And on the Seventh day, She made beans.
There’s nothing like Sunday afternoons for puttering around the house and simmering beans. Sundays are made for beans. The shops that bother to open close early, to allow people plenty of time to go home and cook beans. Churches, too, close their doors to penitents after noon, as everyone knows there’s nothing more forgiving than a big pot of beans.
I spent my Sunday hovering near a fragrant pot of limas, or giant butterbeans. Gigantes, they’re called in some Mediterranean regions. I forgot to soak them overnight, but beans, remember, are forgiving, especially if you live near sea level. They stayed soupy, and when served with a slab of polenta, were the perfect meal.
I think even Daughter Number Two liked them, though she insisted she could taste the wine. (Maybe that’s because I kept adding more.) Think of it as Communion wine, I told her, forgetting completely that we don't even attend church.
For instructions, click below—there's no need to wait till Sunday!

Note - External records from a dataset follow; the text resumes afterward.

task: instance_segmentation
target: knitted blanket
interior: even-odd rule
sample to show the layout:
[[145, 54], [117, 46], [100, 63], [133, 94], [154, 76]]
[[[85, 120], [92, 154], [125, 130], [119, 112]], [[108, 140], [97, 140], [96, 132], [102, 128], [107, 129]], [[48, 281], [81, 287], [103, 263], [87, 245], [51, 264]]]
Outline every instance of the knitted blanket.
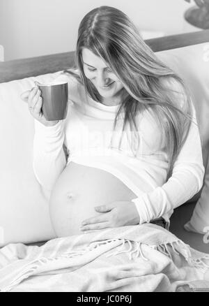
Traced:
[[1, 291], [171, 292], [192, 284], [209, 291], [209, 255], [152, 224], [0, 249]]

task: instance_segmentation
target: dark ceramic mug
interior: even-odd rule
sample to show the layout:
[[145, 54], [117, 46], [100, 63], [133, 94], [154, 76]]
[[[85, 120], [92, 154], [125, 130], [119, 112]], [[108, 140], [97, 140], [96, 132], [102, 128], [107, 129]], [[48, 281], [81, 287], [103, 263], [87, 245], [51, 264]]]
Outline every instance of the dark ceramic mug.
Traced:
[[63, 120], [68, 112], [68, 82], [40, 83], [36, 85], [41, 91], [42, 112], [48, 121]]

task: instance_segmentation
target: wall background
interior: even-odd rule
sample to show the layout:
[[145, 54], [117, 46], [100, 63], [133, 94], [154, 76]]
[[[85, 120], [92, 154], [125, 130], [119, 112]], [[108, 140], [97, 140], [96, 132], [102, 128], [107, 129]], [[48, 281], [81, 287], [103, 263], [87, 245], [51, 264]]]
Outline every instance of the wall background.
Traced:
[[189, 6], [184, 0], [0, 0], [4, 59], [75, 50], [81, 20], [102, 5], [121, 9], [140, 29], [167, 34], [183, 31]]

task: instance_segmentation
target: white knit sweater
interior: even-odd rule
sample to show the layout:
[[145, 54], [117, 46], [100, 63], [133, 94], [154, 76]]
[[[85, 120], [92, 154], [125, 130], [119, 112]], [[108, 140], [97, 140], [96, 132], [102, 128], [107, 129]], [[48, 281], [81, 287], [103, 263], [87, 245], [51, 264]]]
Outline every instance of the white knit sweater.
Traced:
[[[173, 209], [191, 198], [202, 186], [204, 167], [198, 126], [192, 123], [172, 176], [166, 182], [168, 156], [151, 115], [146, 111], [138, 116], [140, 142], [134, 156], [128, 139], [132, 137], [134, 145], [137, 142], [130, 131], [123, 135], [118, 150], [123, 115], [113, 132], [118, 106], [93, 101], [72, 77], [61, 75], [57, 80], [66, 80], [69, 88], [67, 118], [54, 126], [45, 126], [35, 120], [33, 169], [40, 184], [52, 190], [66, 163], [70, 161], [98, 168], [117, 177], [136, 194], [132, 202], [140, 224], [160, 217], [169, 221]], [[194, 108], [193, 110], [196, 122]], [[69, 154], [67, 162], [63, 143]]]

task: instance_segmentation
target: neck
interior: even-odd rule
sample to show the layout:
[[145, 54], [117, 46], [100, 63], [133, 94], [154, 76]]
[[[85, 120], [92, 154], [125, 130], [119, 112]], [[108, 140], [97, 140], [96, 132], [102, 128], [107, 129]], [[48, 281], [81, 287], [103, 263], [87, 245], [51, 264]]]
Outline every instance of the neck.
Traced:
[[120, 97], [102, 98], [102, 103], [107, 106], [115, 106], [121, 103]]

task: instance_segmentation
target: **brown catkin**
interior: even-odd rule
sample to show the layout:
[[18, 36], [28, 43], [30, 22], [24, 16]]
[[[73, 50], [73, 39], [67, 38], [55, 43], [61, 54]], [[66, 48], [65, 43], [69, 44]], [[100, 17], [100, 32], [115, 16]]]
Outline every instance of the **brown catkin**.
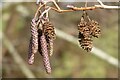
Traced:
[[34, 55], [38, 51], [38, 28], [35, 19], [31, 22], [31, 38], [29, 43], [28, 63], [34, 63]]
[[49, 39], [48, 49], [49, 49], [50, 56], [52, 56], [52, 54], [53, 54], [53, 40], [52, 39]]
[[32, 37], [32, 52], [36, 53], [38, 51], [38, 28], [35, 19], [31, 22], [31, 37]]
[[28, 63], [29, 64], [34, 63], [34, 53], [33, 53], [33, 49], [32, 49], [32, 37], [30, 38], [30, 43], [29, 43]]
[[49, 55], [48, 55], [47, 41], [44, 34], [42, 34], [42, 36], [40, 37], [40, 42], [41, 42], [41, 52], [43, 56], [44, 66], [45, 66], [46, 72], [50, 74], [51, 66], [50, 66]]
[[54, 26], [51, 22], [45, 21], [45, 23], [43, 24], [43, 33], [45, 34], [48, 43], [49, 55], [52, 56], [53, 40], [56, 38], [56, 34], [55, 34]]
[[43, 24], [43, 32], [48, 39], [54, 40], [56, 37], [54, 26], [49, 21], [45, 21], [45, 23]]

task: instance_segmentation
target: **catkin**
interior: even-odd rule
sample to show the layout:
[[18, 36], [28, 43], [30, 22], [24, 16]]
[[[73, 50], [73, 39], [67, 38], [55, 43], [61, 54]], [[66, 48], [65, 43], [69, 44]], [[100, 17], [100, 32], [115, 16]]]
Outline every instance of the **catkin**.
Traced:
[[49, 55], [48, 55], [47, 41], [45, 39], [44, 34], [42, 34], [42, 36], [40, 37], [40, 43], [41, 43], [41, 52], [43, 56], [44, 66], [45, 66], [46, 72], [50, 74], [51, 66], [50, 66]]
[[31, 22], [31, 38], [29, 43], [28, 63], [34, 63], [34, 55], [38, 51], [38, 28], [35, 19]]
[[83, 13], [78, 24], [79, 43], [86, 51], [91, 51], [93, 47], [92, 37], [99, 37], [100, 27], [97, 21], [91, 20], [86, 12]]
[[32, 37], [30, 38], [30, 43], [29, 43], [28, 63], [29, 64], [34, 63], [34, 53], [33, 53], [33, 48], [32, 48]]
[[35, 19], [32, 19], [30, 28], [32, 37], [32, 52], [36, 53], [38, 51], [38, 28]]
[[54, 31], [54, 26], [51, 22], [45, 21], [43, 24], [43, 33], [45, 34], [47, 43], [48, 43], [48, 50], [49, 55], [52, 56], [53, 54], [53, 40], [56, 38], [56, 34]]

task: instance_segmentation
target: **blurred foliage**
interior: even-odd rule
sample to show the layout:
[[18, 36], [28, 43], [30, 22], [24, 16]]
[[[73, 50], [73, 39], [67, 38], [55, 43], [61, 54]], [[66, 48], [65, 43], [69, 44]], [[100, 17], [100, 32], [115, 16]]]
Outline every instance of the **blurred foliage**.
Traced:
[[[66, 6], [67, 4], [74, 4], [79, 7], [84, 6], [84, 3], [59, 3], [60, 6]], [[89, 3], [89, 6], [94, 4], [96, 3]], [[1, 21], [3, 23], [3, 32], [11, 40], [16, 50], [26, 61], [26, 64], [30, 39], [30, 22], [36, 9], [35, 3], [4, 3], [3, 5], [3, 20]], [[29, 15], [23, 15], [20, 11], [28, 11]], [[118, 11], [98, 9], [87, 12], [90, 18], [100, 23], [102, 29], [101, 37], [93, 41], [94, 46], [118, 58]], [[28, 13], [25, 12], [25, 14]], [[55, 11], [50, 11], [50, 19], [56, 28], [77, 37], [77, 24], [82, 13], [82, 11], [79, 11], [58, 14]], [[2, 54], [4, 56], [3, 77], [25, 77], [4, 46]], [[45, 73], [40, 54], [36, 54], [35, 64], [28, 66], [39, 78], [118, 77], [118, 69], [116, 67], [60, 38], [55, 40], [54, 54], [50, 59], [52, 65], [51, 75]]]

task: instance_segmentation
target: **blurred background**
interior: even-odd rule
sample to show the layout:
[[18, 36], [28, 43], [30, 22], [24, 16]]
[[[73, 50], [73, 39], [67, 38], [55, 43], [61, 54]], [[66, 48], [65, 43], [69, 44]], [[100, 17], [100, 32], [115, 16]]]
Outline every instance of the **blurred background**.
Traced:
[[[81, 7], [84, 3], [59, 3], [62, 9], [67, 4]], [[88, 3], [92, 6], [98, 3]], [[118, 5], [117, 3], [106, 3]], [[35, 63], [28, 65], [28, 46], [30, 40], [30, 22], [38, 6], [35, 3], [2, 4], [2, 18], [0, 31], [3, 32], [2, 41], [2, 77], [3, 78], [117, 78], [118, 66], [118, 10], [97, 9], [87, 11], [90, 18], [100, 24], [101, 36], [93, 40], [95, 48], [104, 52], [86, 52], [79, 47], [77, 24], [80, 22], [82, 11], [57, 13], [50, 11], [50, 20], [56, 29], [57, 38], [54, 41], [54, 53], [50, 57], [52, 74], [45, 72], [42, 57], [35, 55]], [[51, 5], [51, 4], [50, 4]], [[58, 32], [58, 33], [57, 33]], [[66, 35], [69, 36], [66, 36]], [[62, 37], [60, 36], [62, 35]], [[75, 38], [74, 41], [69, 41]], [[67, 38], [67, 39], [66, 39]], [[76, 44], [77, 43], [77, 44]], [[103, 58], [99, 55], [102, 55]], [[109, 55], [109, 56], [108, 56]]]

Gigante Beans (Giant Limas)
1 pound dried large limas or butterbeans
2 tablespoons olive oil
1 red onion, chopped
1 yellow onion, chopped
4 cloves garlic, minced
3 tablespoons sundried tomatoes, roughly chopped
1 15 oz. can chopped tomatoes
1 cup wine
Soak beans for 4-6 hours, or overnight, in enough water to cover. There’s no need to drain the water before cooking, although some will say this gets rid of the gassy bits. It also gets rid of the flavour, but you’re the judge.
Simmer the beans over low heat for an hour. Then, in a large sauté pan, heat the oil and add the onions. Fry over medium low heat until they soften, about 5-7 minutes. Add the remaining ingredients, except the wine.
Add the onion/tomato mixture to the beans. Pour in the wine.
Continue to simmer the beans for another 2-5 hours, over low heat. Add more water if necessary, enough so that the beans move around freely. Add more wine, too, if you feel the need.
Meanwhile, make the polenta:
Bring 4 cups water to boil. Slowly stir in 1 cup polenta (yellow grits). Lower heat and continue to stir, for about 15 minutes, or until polenta is thick and hard to stir with a wooden spoon. The mixture will begin sticking to the sides of the pan.
Pour into a greased 13 by 9 inch pan. Allow to set at room temperature for 20-30 minutes. Slice into the shapes you want, and sauté in melted margarine or olive oil over high heat until they start to get brown bits here and there.
Serve the beans in bowls, with a slice of polenta floating on top. The polenta softens in the beans. A slice of ciabatta is also good alongside, as are stuffed grape leaves (dolmades) and a green salad with Greek olives.